1) Behind the Scenes With Edwin Booth (Katherine Goodale)/ Shakespeare: The Man Who Pays the Rent (Judi Dench and Brendan O’Hea)
And my god, if there’s a genre I’m usually in the bag for less than biographies, it’s memoirs. Yet this year, I read not one, but two memoirs that I loved. And since they both circle the theater and more specifically, my main man, Will, it feels fitting to place them in one last dual slot. Shakespeare: The Man Who Pays the Rent is a collection of kitchen table interviews by director Brendan O’Hea with Dame Judi Dench both about the serious work of performing and interpreting Shakespeare, as well as Dench’s often less-than-serious reminisces of a life in theater great and small. Judi Dench is the exemplar of an actor who takes her work seriously, but rarely herself, and her memories seem increasingly important as her peers/friends like Maggie Smith exit stage left and we lose that stellar generation of RSC performers. Besides, everyone should have the mental image of a young and pregnant Dench throwing up backstage dressed as a stoat for a stage adaptation of Mr. Toad of Toad Hall.
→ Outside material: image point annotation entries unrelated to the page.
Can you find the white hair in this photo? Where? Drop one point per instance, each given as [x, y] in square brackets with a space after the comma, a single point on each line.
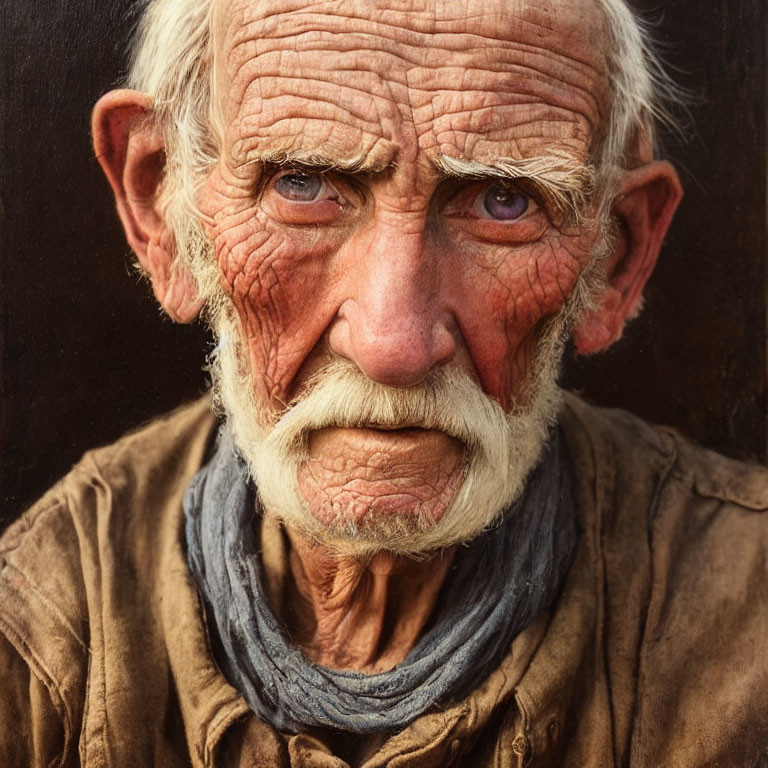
[172, 61]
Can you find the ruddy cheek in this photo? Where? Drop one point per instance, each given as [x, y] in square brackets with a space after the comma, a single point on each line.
[514, 291]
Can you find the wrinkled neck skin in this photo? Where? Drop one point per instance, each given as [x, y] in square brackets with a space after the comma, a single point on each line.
[345, 612]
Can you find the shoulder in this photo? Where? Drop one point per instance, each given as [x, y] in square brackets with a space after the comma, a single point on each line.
[61, 561]
[627, 448]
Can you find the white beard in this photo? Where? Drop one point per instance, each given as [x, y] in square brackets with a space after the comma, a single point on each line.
[501, 448]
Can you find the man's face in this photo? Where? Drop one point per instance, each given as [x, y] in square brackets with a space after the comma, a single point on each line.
[343, 230]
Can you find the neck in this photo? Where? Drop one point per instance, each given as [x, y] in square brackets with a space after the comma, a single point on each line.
[366, 614]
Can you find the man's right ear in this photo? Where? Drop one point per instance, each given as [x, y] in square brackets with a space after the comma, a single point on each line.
[130, 148]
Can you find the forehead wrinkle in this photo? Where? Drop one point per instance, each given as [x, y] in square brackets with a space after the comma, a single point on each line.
[415, 37]
[537, 59]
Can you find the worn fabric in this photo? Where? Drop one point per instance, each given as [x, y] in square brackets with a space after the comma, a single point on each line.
[654, 654]
[499, 584]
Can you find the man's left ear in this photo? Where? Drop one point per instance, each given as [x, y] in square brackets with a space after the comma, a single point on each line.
[643, 209]
[129, 146]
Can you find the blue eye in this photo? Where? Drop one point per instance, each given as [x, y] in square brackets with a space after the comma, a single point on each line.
[299, 186]
[504, 204]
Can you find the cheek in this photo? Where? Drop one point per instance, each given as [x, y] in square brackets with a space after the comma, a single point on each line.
[279, 283]
[503, 302]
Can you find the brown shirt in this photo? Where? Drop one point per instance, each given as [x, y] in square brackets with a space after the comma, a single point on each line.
[656, 653]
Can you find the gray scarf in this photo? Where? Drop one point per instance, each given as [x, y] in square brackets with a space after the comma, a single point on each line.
[498, 584]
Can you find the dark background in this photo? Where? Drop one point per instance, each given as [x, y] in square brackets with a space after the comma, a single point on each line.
[85, 353]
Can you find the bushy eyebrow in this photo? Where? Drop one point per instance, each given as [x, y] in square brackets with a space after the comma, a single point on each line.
[560, 179]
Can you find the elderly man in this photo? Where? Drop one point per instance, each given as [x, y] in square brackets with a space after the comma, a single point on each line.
[402, 545]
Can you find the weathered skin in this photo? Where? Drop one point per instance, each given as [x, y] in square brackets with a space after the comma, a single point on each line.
[394, 279]
[347, 616]
[394, 266]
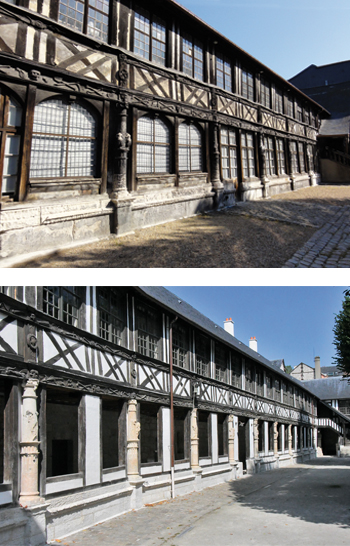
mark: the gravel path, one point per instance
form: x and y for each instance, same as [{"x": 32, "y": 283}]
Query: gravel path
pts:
[{"x": 256, "y": 234}]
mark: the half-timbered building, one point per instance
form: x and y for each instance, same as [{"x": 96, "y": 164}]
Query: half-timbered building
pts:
[
  {"x": 130, "y": 113},
  {"x": 111, "y": 398}
]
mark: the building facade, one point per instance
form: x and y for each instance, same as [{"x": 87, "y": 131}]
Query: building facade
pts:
[
  {"x": 132, "y": 114},
  {"x": 116, "y": 397}
]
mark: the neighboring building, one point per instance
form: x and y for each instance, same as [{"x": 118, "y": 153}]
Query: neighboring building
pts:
[
  {"x": 128, "y": 114},
  {"x": 85, "y": 434},
  {"x": 329, "y": 85},
  {"x": 334, "y": 391}
]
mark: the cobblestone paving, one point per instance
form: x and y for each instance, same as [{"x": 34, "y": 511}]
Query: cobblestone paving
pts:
[{"x": 325, "y": 208}]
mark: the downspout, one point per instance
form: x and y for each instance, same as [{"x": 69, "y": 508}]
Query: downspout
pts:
[{"x": 172, "y": 466}]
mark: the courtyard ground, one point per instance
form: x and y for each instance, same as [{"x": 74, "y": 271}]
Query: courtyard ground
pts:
[
  {"x": 269, "y": 233},
  {"x": 300, "y": 504}
]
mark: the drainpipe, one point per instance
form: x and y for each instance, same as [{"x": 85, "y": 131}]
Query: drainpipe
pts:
[{"x": 172, "y": 466}]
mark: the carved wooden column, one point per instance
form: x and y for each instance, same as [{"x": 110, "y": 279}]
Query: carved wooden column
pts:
[
  {"x": 256, "y": 438},
  {"x": 133, "y": 442},
  {"x": 231, "y": 440},
  {"x": 29, "y": 445},
  {"x": 194, "y": 440},
  {"x": 275, "y": 439}
]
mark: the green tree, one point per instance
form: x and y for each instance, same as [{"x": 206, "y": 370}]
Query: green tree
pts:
[{"x": 341, "y": 332}]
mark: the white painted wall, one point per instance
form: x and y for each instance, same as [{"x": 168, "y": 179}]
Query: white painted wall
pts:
[{"x": 92, "y": 444}]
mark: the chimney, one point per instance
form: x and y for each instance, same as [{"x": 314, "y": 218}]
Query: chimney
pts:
[
  {"x": 317, "y": 367},
  {"x": 253, "y": 344},
  {"x": 229, "y": 326}
]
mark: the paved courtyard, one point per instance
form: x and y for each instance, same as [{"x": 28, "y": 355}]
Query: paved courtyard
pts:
[
  {"x": 301, "y": 504},
  {"x": 306, "y": 228}
]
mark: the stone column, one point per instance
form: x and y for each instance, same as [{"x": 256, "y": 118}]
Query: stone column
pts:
[
  {"x": 256, "y": 438},
  {"x": 231, "y": 440},
  {"x": 275, "y": 439},
  {"x": 29, "y": 446},
  {"x": 290, "y": 440},
  {"x": 133, "y": 442},
  {"x": 194, "y": 440}
]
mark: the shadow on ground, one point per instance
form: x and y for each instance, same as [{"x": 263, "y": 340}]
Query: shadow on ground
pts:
[
  {"x": 316, "y": 492},
  {"x": 217, "y": 240}
]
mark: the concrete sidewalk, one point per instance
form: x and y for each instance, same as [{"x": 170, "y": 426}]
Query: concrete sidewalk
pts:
[{"x": 303, "y": 504}]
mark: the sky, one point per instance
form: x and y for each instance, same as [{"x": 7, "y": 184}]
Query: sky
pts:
[
  {"x": 294, "y": 322},
  {"x": 285, "y": 35}
]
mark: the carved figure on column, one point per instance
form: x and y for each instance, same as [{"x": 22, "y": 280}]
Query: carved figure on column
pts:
[
  {"x": 30, "y": 443},
  {"x": 231, "y": 440}
]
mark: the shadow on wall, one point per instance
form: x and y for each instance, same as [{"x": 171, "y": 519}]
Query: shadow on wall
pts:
[{"x": 316, "y": 492}]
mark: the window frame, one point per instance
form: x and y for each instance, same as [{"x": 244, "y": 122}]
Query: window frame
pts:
[{"x": 153, "y": 20}]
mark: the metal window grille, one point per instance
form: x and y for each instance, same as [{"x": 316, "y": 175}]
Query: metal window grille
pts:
[
  {"x": 270, "y": 156},
  {"x": 301, "y": 157},
  {"x": 148, "y": 336},
  {"x": 280, "y": 157},
  {"x": 294, "y": 157},
  {"x": 279, "y": 102},
  {"x": 247, "y": 85},
  {"x": 190, "y": 148},
  {"x": 228, "y": 154},
  {"x": 90, "y": 16},
  {"x": 153, "y": 146},
  {"x": 62, "y": 303},
  {"x": 265, "y": 96},
  {"x": 192, "y": 58},
  {"x": 180, "y": 346},
  {"x": 64, "y": 141},
  {"x": 248, "y": 159}
]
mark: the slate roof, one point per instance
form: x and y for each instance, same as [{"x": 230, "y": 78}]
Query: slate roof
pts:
[{"x": 331, "y": 388}]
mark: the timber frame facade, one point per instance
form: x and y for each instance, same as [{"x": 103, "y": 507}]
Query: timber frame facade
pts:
[
  {"x": 86, "y": 411},
  {"x": 135, "y": 113}
]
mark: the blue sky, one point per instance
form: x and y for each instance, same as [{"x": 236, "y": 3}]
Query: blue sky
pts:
[
  {"x": 295, "y": 323},
  {"x": 285, "y": 35}
]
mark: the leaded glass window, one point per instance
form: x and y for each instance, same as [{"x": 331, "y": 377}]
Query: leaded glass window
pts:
[
  {"x": 180, "y": 345},
  {"x": 265, "y": 95},
  {"x": 223, "y": 74},
  {"x": 64, "y": 141},
  {"x": 228, "y": 154},
  {"x": 149, "y": 37},
  {"x": 148, "y": 327},
  {"x": 190, "y": 148},
  {"x": 270, "y": 156},
  {"x": 153, "y": 146},
  {"x": 111, "y": 304},
  {"x": 192, "y": 58},
  {"x": 202, "y": 352},
  {"x": 279, "y": 102},
  {"x": 89, "y": 16},
  {"x": 221, "y": 360},
  {"x": 247, "y": 85},
  {"x": 10, "y": 140},
  {"x": 281, "y": 162},
  {"x": 248, "y": 155},
  {"x": 62, "y": 303},
  {"x": 294, "y": 157}
]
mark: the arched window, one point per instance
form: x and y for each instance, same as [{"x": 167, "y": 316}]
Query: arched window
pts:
[
  {"x": 10, "y": 139},
  {"x": 190, "y": 148},
  {"x": 153, "y": 146},
  {"x": 64, "y": 141}
]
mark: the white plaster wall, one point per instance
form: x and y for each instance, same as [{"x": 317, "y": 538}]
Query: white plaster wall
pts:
[
  {"x": 214, "y": 438},
  {"x": 166, "y": 439},
  {"x": 92, "y": 445}
]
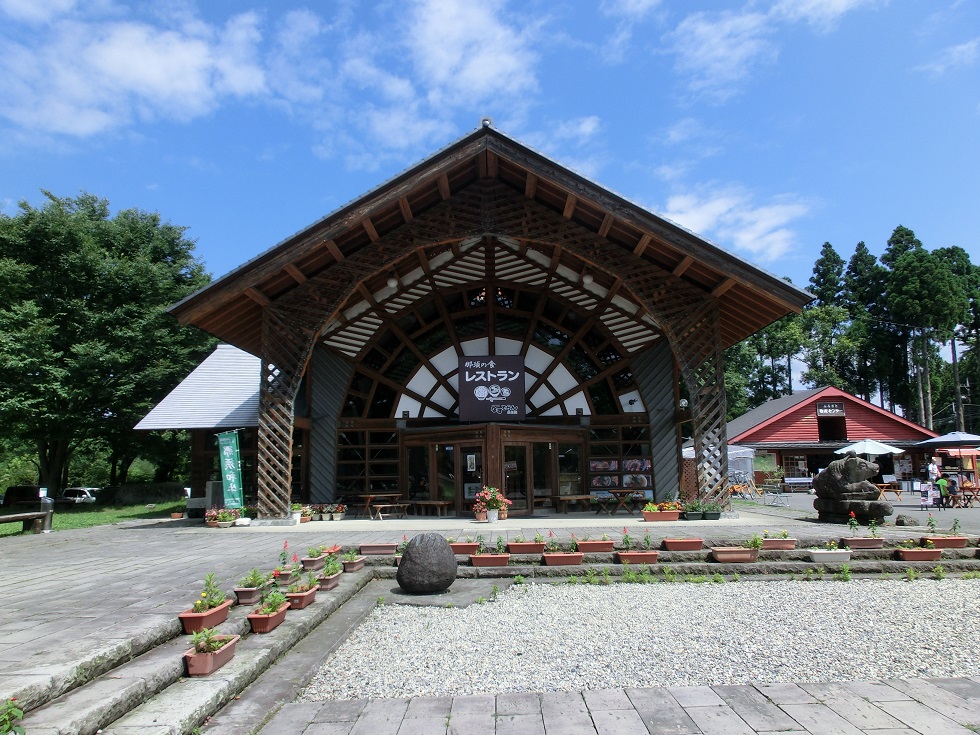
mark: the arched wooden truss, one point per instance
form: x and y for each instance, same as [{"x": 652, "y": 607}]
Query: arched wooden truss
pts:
[{"x": 684, "y": 313}]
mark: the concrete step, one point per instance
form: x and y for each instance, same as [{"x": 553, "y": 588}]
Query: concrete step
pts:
[{"x": 152, "y": 691}]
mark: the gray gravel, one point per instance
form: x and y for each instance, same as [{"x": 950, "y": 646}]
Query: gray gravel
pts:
[{"x": 557, "y": 638}]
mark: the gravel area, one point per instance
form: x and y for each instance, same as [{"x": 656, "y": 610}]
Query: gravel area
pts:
[{"x": 559, "y": 638}]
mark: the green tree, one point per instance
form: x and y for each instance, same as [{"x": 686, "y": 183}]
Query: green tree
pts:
[{"x": 85, "y": 344}]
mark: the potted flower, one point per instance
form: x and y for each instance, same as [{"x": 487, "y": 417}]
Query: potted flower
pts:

Even more than The Man Who Pays, I was completely knocked sideways by Behind the Scenes With Edwin Booth. I came across this obscure and out of print memoir as a source in a (frankly underwhelming) three-headed biography of the main Booths (Junius, Edwin, and John Wilkes), but becoming aware of Katherine Molony Goodale’s enchanting book made everything about that other one worth it. Goodale, a minor actor in her youth, recounts the 1886-7 season that she spent on a cross-country tour with Edwin Booth at the height of the actor’s career and popularity. Goodale has an incredible grasp of both her memory and narrative, and her own obvious starstruck adoration for Booth never becomes cloying or unbelievable. Just like Dench, Goodale gives us peek behind the curtain at a generational talent, but one that is both humorous and sincere. To us here in the future, post-1865 Edwin Booth is so often nothing but a tragic figure, but Goodale returns to us a whole man, and the antics of her and her fellow young actors in his company, the girls Booth affectionately calls his Chickens, deserve to be more widely known. I’m working on that myself (!), but if you want to hear it straight from Goodale’s mouth, Behind the Scenes is available for free on the Internet Archive here, and I really can’t recommend it more highly.